Meta says there’s been no downside to sharing AI technology

Meta Platforms Inc. executives, speaking at an event Thursday, said there’s been no major drawbacks to openly sharing its AI technology, even as many peers take the opposite approach.

Over the past few months, Meta has been releasing open-source versions of its large language models — the technology behind AI chatbots like ChatGPT. The idea is to keep those models free and then gain an advantage by building products and services on top of them, executives said at an event for the company’s AI research Lab FAIR. 

“There is really no commercial downside to also making it available to other people,” said Yann LeCun, Meta’s chief AI scientist.

Meta has joined most of the world’s biggest technology companies in embracing generative AI, which can create text, images and even video based on simple prompts. But they aren’t taking the same path. Many of the top AI developers, including OpenAI and Google’s DeepMind, don’t currently open-source their large language models.

Companies are often fearful of opening up their work because competitors could steal it, said Mike Schroepfer, Meta’s senior fellow and former chief technology officer. “I feel like we’re approaching this world where everyone is closing down as it becomes competitively important,” he said. Also read: Sam Altman speaks out on being fired by OpenAI and bearing no ill-will against Ilya Sutskever

But staying open has its advantages. Meta can rely on thousands of developers across the world to help enhance its AI models. That means the technology could potentially improve at a faster rate than if the company was only using its own researchers.

“If you do this in secret, you fall behind,” LeCun said.

The recent turmoil at ChatGPT-creator OpenAI has accelerated a global debate about the evolution of artificial intelligence, and whether companies should be more transparent about their approaches in developing a potentially game-changing technology.

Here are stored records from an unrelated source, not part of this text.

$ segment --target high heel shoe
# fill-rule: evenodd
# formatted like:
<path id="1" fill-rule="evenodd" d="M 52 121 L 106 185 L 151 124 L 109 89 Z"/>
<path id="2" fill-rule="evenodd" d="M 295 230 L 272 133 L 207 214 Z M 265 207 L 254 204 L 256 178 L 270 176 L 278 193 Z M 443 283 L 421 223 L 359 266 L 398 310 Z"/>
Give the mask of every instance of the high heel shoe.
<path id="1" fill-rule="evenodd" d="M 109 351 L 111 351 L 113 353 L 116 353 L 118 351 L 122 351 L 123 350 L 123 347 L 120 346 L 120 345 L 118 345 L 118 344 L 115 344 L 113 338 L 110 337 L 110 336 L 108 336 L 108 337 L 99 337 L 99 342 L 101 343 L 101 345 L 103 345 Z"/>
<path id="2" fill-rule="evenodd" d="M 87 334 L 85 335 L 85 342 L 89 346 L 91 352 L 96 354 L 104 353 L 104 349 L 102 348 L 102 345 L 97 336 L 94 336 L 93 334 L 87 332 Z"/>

Over the summer, Meta released commercial versions of Llama 2 and Code Llama — AI technology that rivals ChatGPT and Microsoft Corp.’s GitHub Copilot. By providing free access to its large language models, which require massive amounts of computing power, Meta is allowing smaller companies and developers to build AI tools.

Meta does plan to charge some big companies, such as Microsoft, Inc. or Alphabet Inc.’s Google, for using its large language models, Chief Executive Officer Mark Zuckerberg told investors earlier this year. “I don’t think that that’s going to be a large amount of revenue in the near term, but over the long term, hopefully that can be something,” he said.

Meta’s FAIR team, short for Fundamental Artificial Intelligence Research, was started a decade ago and now has more than 400 researchers spread across North America and Europe. Recently, the team has been focusing more on finding product applications for its research. In January, Meta created a new AI product group focused solely on infusing generative AI technologies into its products.